Kadang
kita—cukup sering gelisah dengan masa depan.
Ya! masa depan. Sebuah
tatanan kehidupan yang pasti menjadi impian tiap orang. Sebuah fase kehidupan
dimana capaian “keberhasilan” dari apa yang kita lakukan menemukan muara. Titik
dimana kita merasakan rasa bangga, bahagia, haru, keidealan—serta ragam espektasi yang kadang
tidak hanya melibatkan kita sendiri, melainkan juga orang lain.
Lantas mengapa
kita masih gelisah?
Masa
depan—ibarat perjalanan naik kereta. Kita harus membayar tiket perjalanan terlebih
dahulu yang tidak jarang harus memesan jauh hari: bisa ekonomi atau eksekutif. Semua
tergantung pada kemampuan kita untuk memilih jenis kereta apa yang hendak kita
naiki—hal ini bisa kita pahami sebagai cita-cita atau impian.
Kita bisa saja memiliki
cita-cita hidup yang telah dimiliki banyak orang. Ataukah kita menyediakan
banyak kemampuan dan tenaga lebih untuk biaya impian eksekutif—yang berbeda
dengan kebanyakan orang. Mungkin ini sedikit tampak aneh dan keluar dari arus.

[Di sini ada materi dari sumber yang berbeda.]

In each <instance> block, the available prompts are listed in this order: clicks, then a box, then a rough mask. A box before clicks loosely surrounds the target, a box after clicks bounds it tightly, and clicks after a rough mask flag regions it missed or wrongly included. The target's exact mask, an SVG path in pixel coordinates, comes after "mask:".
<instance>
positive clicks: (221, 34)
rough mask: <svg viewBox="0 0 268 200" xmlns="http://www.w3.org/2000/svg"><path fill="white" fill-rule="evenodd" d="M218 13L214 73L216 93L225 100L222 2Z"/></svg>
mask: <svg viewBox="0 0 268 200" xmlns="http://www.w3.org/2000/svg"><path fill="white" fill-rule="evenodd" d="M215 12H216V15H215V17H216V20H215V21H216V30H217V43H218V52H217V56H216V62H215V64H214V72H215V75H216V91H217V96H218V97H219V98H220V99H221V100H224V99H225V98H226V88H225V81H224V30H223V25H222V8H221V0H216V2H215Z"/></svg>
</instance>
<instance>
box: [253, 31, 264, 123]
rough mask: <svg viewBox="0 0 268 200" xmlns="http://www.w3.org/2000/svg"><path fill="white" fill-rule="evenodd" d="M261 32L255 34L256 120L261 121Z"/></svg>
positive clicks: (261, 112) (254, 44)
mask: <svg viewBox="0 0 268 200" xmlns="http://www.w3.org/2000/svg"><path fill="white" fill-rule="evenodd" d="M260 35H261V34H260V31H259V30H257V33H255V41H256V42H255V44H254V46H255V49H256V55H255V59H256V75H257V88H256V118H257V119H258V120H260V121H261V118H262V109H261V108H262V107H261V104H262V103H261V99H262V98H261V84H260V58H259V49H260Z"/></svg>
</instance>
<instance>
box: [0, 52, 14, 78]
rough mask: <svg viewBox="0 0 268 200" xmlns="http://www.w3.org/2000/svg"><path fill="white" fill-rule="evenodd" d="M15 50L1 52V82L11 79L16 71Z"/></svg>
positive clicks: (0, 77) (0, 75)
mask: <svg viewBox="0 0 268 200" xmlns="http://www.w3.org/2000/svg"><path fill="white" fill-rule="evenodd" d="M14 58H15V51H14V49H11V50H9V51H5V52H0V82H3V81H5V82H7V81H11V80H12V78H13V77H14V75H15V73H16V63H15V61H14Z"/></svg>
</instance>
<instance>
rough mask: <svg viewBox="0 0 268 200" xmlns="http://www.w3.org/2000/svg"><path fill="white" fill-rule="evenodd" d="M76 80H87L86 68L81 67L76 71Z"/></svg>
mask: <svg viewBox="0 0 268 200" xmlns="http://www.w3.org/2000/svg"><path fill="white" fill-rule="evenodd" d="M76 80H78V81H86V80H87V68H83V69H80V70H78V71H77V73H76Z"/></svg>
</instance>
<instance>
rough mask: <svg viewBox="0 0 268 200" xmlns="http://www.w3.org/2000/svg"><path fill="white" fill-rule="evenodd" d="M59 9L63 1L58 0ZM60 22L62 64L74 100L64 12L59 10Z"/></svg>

Tapi, bisa jadi pada masa yang akan datang akan lebih menjadi orang
istimewa—yang tidak sekadar manusia kebanyakan.
Tahap yang
selanjutnya, kita akan memilih tempat duduk dan gerbong mana yang kita naiki. Pada
titik ini semuanya berlaku sama—yakni mengenal suasana yang baru. Teman duduk
baru, kursi baru, pemandangan baru dan berbagai hal yang tidak akan sama
seperti biasanya. Meski, kita pergi secara bergerombol, namun pada tahap
tertentu akan mengalami pengalaman yang berbeda. Barangkali, pada posisi ini
kita akan jauh lebih banyak berharap untuk bisa sampai ditujuan dengan
selamat—suasana dimana kita telah menentukan pilihan untuk berangkat dengan
cita-cita. Seperti, bercita-cita menjadi dokter kuliah di jurusan kedokteran,
bercita-cita menjadi guru kuliah di jurusan keguruan, bercita menjadi penguasa memulai membuka usaha dan sebagainya.
Tapi, apakah
dengan demikian kita akan merasa aman?
Tentu saja,
tidak. Sebab selama kereta itu berjalan, perjalanan yang sesungguhnya baru akan
dimulai. Sepanjang perjalanan kita perlu mengambil sebanyak mungkin pengalaman
perjalanan—baik dalam gerbong ataupun pemandangan diluar gerbong. Hingga kita
perlu mewaspadai kemungkinan terburuk kecelakaan. Makanya, tidak heran kenapa
agama memerintahkan selalu berdoa sepanjang perjalanan. Itu untuk mengingatkan
bahwa masa depan tidak cukup dengan berserah diri, melainkan perlu aktualisasi
lain: berusaha lebih keras, lebih sering berdoa dan merefleksikan diri.
Saat kita mau
sampai di tujuan perjalanan kereta—segala apa yang akan kita bawa sebelumnya
perlu dicek kembali. Apakah masih seperti awal pemberangkatan, ataukah sudah
berpindah tangan. Espektasi kita akan semakin membesar volumenya—apakah tujuan
perjalanan kita akan melempangkan senyum lebar dengan perjumpaan dengan apa dan
siapa yang hendak kita temui. Semua tergantung pada rencana awal
pemberangkatan—yakni cita-cita. Maka, cita-cita (impian) tidak bisa berangkat
hanya sekadar niat belaka. Melainkan juga membutuhkan ongkos tenaga, ongkos
biaya, ongkos doa dan ongkos merefleksi.
Gelisah dengan
masa depan itu—hal manusiawi. Justru, tidak pernah gelisah dengan masa depan menandakan diri tak pernah
memiliki rencana dan target hidup—yang sebenarnya merupakan bentuk lain dari
cara kita berdoa.
Bercita-cita,
bermasa depan adalah bagian doa terbesar untuk segera dikabulkan.